Bovendien is de meetmethode vaak niet accuraat. Analisten gebruiken de cijfers van fabrikanten, die kijken naar het totaal aan geproduceerde apparaten. Soms wordt echter ook gekeken naar het aantal chips of andere componenten dat wordt gemaakt, maar de rapporten nemen niet mee hoeveel apparaten er ook daadwerkelijk worden verkocht.

Bij voorspellingen is het helemaal gissen: in 2014 werd er bijvoorbeeld een miljardenindustrie voorspeld voor wearables en smartwatches, maar die markt lijkt nu grotendeels gestagneerd. Hetzelfde geldt voor tablets.

IoT-ecosystemen

Het zijn niet alleen de kleine fabrikanten die eigen ludieke apparaten uitbrengen, maar ook grote spelers die veel geld en tijd steken in de ontwikkeling van goede IoT. Google nam bijvoorbeeld voor een miljardenbedrag het bedrijf Nest over zodat de zoekgigant zich ook in de hardware kon verdiepen.
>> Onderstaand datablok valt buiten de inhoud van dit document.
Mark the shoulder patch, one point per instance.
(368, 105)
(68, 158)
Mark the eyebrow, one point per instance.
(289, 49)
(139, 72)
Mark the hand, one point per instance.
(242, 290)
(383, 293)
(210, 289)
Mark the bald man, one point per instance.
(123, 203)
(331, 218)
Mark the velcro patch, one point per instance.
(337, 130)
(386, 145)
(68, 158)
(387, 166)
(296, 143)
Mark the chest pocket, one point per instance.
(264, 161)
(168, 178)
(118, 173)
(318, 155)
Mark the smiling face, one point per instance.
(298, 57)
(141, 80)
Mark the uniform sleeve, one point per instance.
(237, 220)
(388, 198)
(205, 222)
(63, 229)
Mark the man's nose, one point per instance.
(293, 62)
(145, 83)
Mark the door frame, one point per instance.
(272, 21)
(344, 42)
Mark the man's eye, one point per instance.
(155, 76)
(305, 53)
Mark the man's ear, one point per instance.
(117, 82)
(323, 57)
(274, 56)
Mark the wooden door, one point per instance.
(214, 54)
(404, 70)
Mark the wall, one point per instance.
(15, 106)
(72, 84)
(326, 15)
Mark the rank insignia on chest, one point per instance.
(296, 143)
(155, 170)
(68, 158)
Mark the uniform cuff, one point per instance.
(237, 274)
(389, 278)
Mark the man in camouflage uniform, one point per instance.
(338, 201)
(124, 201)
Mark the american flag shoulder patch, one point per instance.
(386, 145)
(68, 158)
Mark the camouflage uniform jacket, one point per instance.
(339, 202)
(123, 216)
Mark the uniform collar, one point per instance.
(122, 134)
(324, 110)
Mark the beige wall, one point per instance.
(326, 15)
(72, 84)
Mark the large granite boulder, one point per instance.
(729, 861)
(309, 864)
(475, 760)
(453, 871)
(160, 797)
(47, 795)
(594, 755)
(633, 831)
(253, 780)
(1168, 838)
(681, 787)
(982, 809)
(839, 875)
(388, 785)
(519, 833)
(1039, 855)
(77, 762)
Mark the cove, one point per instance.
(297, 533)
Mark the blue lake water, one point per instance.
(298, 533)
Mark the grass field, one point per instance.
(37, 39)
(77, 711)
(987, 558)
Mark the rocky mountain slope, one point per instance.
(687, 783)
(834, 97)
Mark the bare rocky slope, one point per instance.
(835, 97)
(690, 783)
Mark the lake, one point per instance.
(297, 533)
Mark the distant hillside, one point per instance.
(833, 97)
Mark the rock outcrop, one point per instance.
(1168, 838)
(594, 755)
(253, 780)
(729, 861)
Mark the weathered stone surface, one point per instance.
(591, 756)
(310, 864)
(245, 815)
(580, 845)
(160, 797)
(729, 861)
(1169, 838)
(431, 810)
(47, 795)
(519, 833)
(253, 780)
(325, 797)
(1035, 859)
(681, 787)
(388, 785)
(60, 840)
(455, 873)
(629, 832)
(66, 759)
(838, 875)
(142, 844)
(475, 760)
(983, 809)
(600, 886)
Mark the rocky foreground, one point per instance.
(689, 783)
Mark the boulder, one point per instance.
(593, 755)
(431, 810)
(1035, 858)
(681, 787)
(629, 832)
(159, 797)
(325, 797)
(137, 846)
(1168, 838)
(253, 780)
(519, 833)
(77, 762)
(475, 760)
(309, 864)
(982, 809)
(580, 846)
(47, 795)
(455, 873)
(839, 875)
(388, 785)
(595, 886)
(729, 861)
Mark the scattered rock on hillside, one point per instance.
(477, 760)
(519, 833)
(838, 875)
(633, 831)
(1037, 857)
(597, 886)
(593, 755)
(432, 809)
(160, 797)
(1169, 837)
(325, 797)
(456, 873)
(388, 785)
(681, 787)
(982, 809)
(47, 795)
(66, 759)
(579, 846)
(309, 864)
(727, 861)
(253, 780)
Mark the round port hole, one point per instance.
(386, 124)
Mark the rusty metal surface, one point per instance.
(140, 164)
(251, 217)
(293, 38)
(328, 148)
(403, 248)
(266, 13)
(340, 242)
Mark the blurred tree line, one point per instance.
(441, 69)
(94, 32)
Ook werken veel bedrijven aan hun eigen IoT-protocollen, zoals Apple met Homekit, Google met Android Things, en Samsung met SmartThings.

Op die manier proberen techgiganten niet alleen de hardware in handen te krijgen, maar het hele ecosysteem waar die producten op draaien. Die markt is veel groter. Dat betekent in de praktijk dat ieder groot technologiebedrijf tegenwoordig wel bezig is met een vorm van domotica, of het nu een eigen app is of een eigen ‘connected’-apparaat. Maar waar de industrie een tijd lang erg enthousiast was over de mogelijkheden van een slim huishouden kwamen er ook grote problemen bovendrijven.

Waar de industrie erg enthousiast was over de mogelijkheden van een slim huishouden, komen er nu ook problemen bovendrijven.

-

Vorig jaar kwam de keerzijde van de medaille aan het licht. Veel beveiligingsexperts waarschuwden al vroeg dat het Internet of Things grote beveiligingsproblemen had, en dat de apparaten een gevaar opleverden voor de privacy en veiligheid van gebruikers. Fabrikanten leken zich daar aanvankelijk weinig van aan te trekken.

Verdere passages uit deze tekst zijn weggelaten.